一つ、内装外装共にデザイン面で通常建築に一歩劣る。
尚マトン建築事業部はその全ての欠点を克服している。
技術流用したからこそ、彼らの異常さがより業界に知れ渡る事となった。
良くも悪くも格安の一軒家を量産出来るというのがブロック建築システムの強みである。
にょきにょきとブロックが生え、数分後には家の形となり、そこから一週間もすればすぐに入居できる状態になる。
それだけでも十分異常であり、十二分に頼りになる。
もちろん、建築をブロック建築システムだけに任せている訳ではない。
木製主体の家や少し豪勢な家など、普通の建築にも手を出し進めている。
マトン建築事業部に連絡が付けばアパートの様な大型住居も依頼したいとも考えている。
「……次はどこに手を付けるか……」
道や店の建設計画、市役所の様な行政書士事務所。
またそれに誰を入れるか、誰を雇うか、どういう人達をどこで探すか。
もちろん、治安維持に関しても考える必要があるだろう。
軍のおんぶに抱っこだと自治地区としての沽券に関わって来る。
いや、街の機能だけじゃない……今のうちに首都との繋がりを強化して――。
「君、大丈夫?」
リーガは酷い形相のユーリに心配そうに尋ねる。
人として……いや、ゾンビとして見たとしても心配せざるを得ない様な、そんなギリギリ過ぎる形相をユーリは浮かべていた。
「……ああ。問題ありません」
「どこに問題がないかわからないんだけど……」
「それより、協力に感謝します。まさか四天王の従者なんて身分の方だったとは……。無礼な口をききました」
「いや、ただの学園の先輩として扱って欲しいかな。……正直、僕としてもそうなる予定じゃなかったし……」
「わかった。正直考える余裕も敬う余力もないからそうさせてもらう」
「そうしてくれ。それで、頼まれた事は全部終わったんだけど……」
「流石仕事が早い。じゃあ、四天王従者の立場利用して悪いけどこの返信書類を首都リオンの代表宛として届けてくれないか?」
「うん。それも含めて僕の仕事だから良いけど……そろそろ聞いて良い? 君が一体何を目指してこんな事をしているのかをさ。
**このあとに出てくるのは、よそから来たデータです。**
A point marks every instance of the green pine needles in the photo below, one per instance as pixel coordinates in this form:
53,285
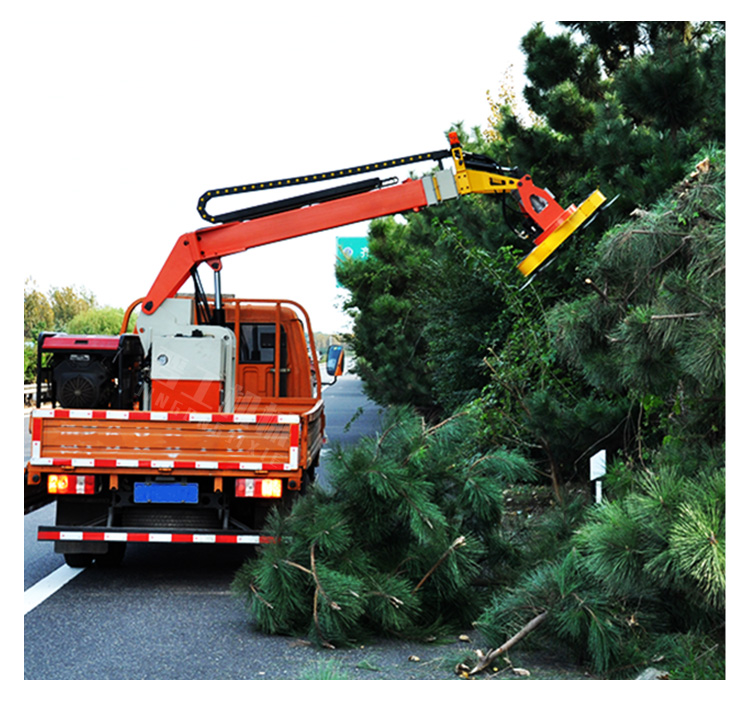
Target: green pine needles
398,544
クリスが全面協力してるから疑っている訳じゃあないんだけど……」
「ふむ……。確かに、大分街としても形にもなってきたし一旦説明しようか。ついでにあいつらにも説明したいからクリスとリュエルを集めて貰っても良いか?」
「構わないよ。場所は……」
「教会の中で。セレンにも話すべきだろう。義理を通す為に」
そう、ユーリは告げてから教会の方に向かい、彼らが集まる数分だけ仮眠を取った。
「まず、結論を言う。俺が名声を手にする為権力者に、つまりこの街の市長になる。それがとりあえずの目的だ」
はっきりと、隠す事もなく野心を明かすユーリ。
とは言え、その程度では誰も不満を覚えない。
この場所を愛するセレンでさえも。
理由は単純に、ユーリがこの選択を恥と感じる程度に善性があり、そして全員が幸せとなる道を目指していると既にわかっているからだ。
そのついでに、苦労人でもあると。
だから誰も結論に異議を唱えず、静かに聞き手に回っていた。
「……解決すべき問題は大きく分類分けして三つ。一つ目は『小さな庭に生じている問題』。二つ目は『クリスの周りに生じている問題』。そして三つ目として『首都リオンに生じている問題』だ」
「ちょっと待った。二つはわかるが、リオンの問題っていうのは少々話を大きくし過ぎなんじゃあないかい? それが何かはわからないが、君が考える問題ではないだろう」
リーガはそう口を挟んだ。
「いや、そうでもない。まあ、まずは前提となる前者二つを聞いてくれ」
『小さな庭に生じている問題』
これは単純な需要と供給の崩壊による人手不足が原因である。
需要が追い付かず顧客の不満が高まり、同時に人出不足により治安維持に穴が開いている。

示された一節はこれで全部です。